ReplyDeleteAt my preschool site we do not fully focus on teaching children their numbers, ABC’s, or colors. Our main focus is getting the children ready to learn. We teach them social and emotional skills, and this prepares them to lean in later years.
Allyson Loucks
I feel that teachers and parents should focus on teaching and building social and emotional skills the first 7-8 years of the child's life. It seems that in the early elementary school years, children are pushed to achieve higher learning which pushes social-emotional skills aside.
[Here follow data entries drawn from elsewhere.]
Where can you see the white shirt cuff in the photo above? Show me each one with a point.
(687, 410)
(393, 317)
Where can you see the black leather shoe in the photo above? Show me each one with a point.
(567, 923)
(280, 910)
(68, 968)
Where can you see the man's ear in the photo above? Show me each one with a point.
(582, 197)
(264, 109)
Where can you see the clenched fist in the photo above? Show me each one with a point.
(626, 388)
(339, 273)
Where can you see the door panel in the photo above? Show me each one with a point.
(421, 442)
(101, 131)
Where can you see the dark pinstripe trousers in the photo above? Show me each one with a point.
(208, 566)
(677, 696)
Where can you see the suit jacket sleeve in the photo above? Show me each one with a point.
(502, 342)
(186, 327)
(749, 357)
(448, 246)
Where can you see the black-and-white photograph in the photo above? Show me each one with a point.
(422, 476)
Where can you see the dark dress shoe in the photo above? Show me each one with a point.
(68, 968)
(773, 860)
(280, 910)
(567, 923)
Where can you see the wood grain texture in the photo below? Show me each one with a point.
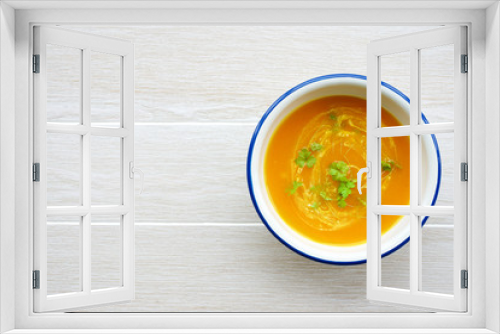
(244, 269)
(200, 246)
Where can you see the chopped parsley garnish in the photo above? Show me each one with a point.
(338, 170)
(325, 196)
(316, 147)
(294, 187)
(388, 165)
(305, 158)
(314, 205)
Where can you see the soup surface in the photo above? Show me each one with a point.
(311, 164)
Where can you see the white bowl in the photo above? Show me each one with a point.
(336, 84)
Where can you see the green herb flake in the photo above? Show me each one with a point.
(305, 158)
(294, 187)
(316, 147)
(362, 201)
(338, 170)
(314, 205)
(325, 196)
(388, 165)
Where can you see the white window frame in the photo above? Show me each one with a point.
(87, 296)
(483, 308)
(413, 44)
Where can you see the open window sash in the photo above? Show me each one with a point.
(85, 294)
(415, 211)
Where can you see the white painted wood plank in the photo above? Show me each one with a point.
(244, 269)
(212, 73)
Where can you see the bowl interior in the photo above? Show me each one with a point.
(397, 105)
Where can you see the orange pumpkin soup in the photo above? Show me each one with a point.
(311, 165)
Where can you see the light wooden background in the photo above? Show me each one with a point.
(200, 247)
I truly believe the reason there are so many young adults in our prison systems is because social-emotional skills are no longer focused on in school. If the child does not learn social-emotional skills at home, then they do not learn them at all. This ends up creating individuals who have oppositional defiant disorder, conduct disorder and antisocial personalities. Overall, I feel a child that has well developed social-emotional skills will be much more prepared to conquer the adult world and be able to be more successful in contributing to society.
ReplyDeleteAmy Wilson
Your blog made me laugh, thinking about the way children imitate what they see, the good and bad. It is cute when we see the little ones around us imitate the good things we do, not so much the bad. I think it is very beneficial the way you indicate that social skills need to be taught, even though children can learn a lot on their own. When talking about emotions we all express them differently which I think should be allowed freely with no gender barriers. The example you gave about Matt made me think of it as an attachment interruption that caused a crying out for attention. I think that was very important for emotional well-being because it shows how children express their feeling in actions.b-moutra
ReplyDeleteI agree with Susana’s stand on parents focusing on the children’s intelligence rather than on their social and emotional development. I believe that parents should focus more on the children’s social and emotional development because it does not only set the foundations for future relationships but it plays an important role in their children’s intelligence and school performance. For instance, children tend to imitate parents’ social behavior and their social development is based upon their interaction with adults. However, many children tend to learn negative social skills at home and such skills seem to be reflected in their school performance. As an after school tutor, I have been in contact with kids with negative behavior that has interfered with their school performance. These kids are not willing to do their homework and it takes them a while to finish their work. It is my belief that these children have been raised in a chaotic environment and their performance depicts it. For example, some kids actually have complained about their parents, for instance, they are always saying, “That’s how my dad says it”. Therefore, if parents what their children to have good social development and school performance, they should be more careful with their behavior when they are around them.